Detroit Healthy Start
Contact Person: Carolynn Rowland
Contact Info: firstname.lastname@example.org
Detroit Healthy Start was created to reduce perinatal health disparities and has thus, become involved in local efforts to address racial disparities in infant mortality. The organization began in 2005 with the Detroit/Wayne County Infant Vitality Network (IVAN) and works with the Detroit community, especially with men and women of childbearing age, health care providers, and policy makers.
Detroit Healthy Start has been a part of four local collaborative efforts: IVAN, Great Start, Place Matters, and Regional Infant Mortality Task Force. These programs each address a different aspect of prenatal care. The goal of IVAN is to raise awareness and increase women's access to comprehensive, quality care, including pre/interconception care. Great Start also raises awareness and builds community capacity to address perinatal disparities. Place Matters focuses attention on social determinants of health. Lastly, the Regional Infant Mortality Task Force improves access to services and coordinates care.
Activities & Objectives
IVAN & Great Start have developed educational presentations on infant mortality and racial disparities, which included provider tool kits and resource guides. This information address social/economic/political factors contributing to racial disparities.
The "White Paper" on Place Matters acted as a community call to action to address social determinants of health.
The "Sew Up the Safety Net" Initiative addresses the gap in provider education about racism and disparities.

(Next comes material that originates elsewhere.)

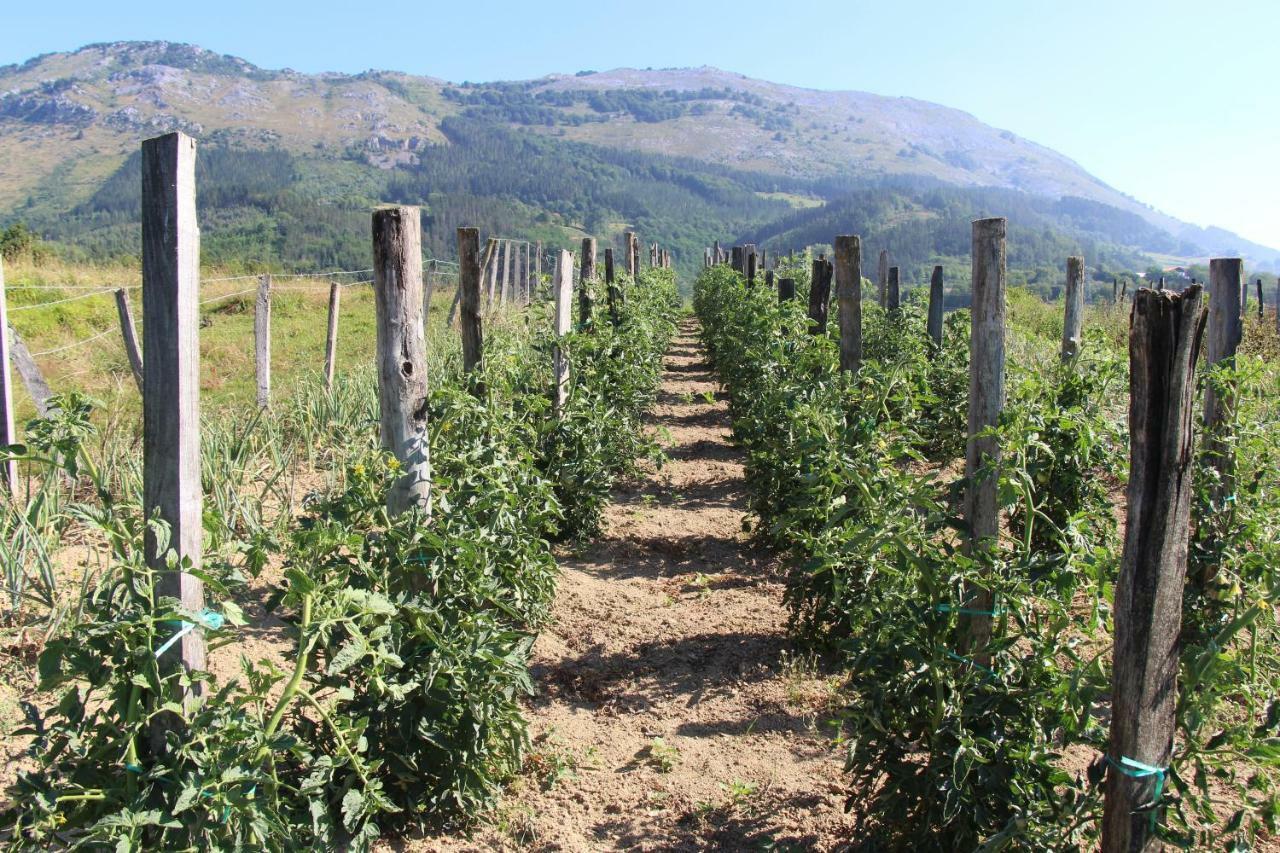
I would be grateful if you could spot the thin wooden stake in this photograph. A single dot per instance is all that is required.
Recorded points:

To increase understanding of the roots of inequity, Healthy Start hosted a formal training on racism for staff, clients, and Consortium members. Planned follow up includes training on facilitating difficult discussions using "Bridges Out of Poverty" in a learning circle format.
In partnership with Wayne County Great Start, Detroit Healthy Start developed 'A Healthy Baby Begins With You' speaker's bureau, which included a community education power point, training for presenters, and a manual. The goal has been to raise awareness about high rates of infant mortality, racial disparities, roots of disparities, and everyone's role in addressing the problems.
This effort has been sustainable. Pre/post tests and evaluations indicate we have been successful in raising awareness as well as injecting concepts such as disparities, racism, unequal treatment, and social determinants into the conversation.
Lessons, Challenges, & Recommendations
The primary challenge is illuminating the effect of racism on society, not just its consequences for people of color. As racism is such a touchy subject, many do not want to discuss privilege and power and the resulting unequal resource distribution. To change these attitudes, discussions of equity need to include racism and classism and highlight the way both have been used to protect the status quo. While individual communities and groups have their 'own' work to do, these issues need to be raised in multiracial/ethnic/class groups.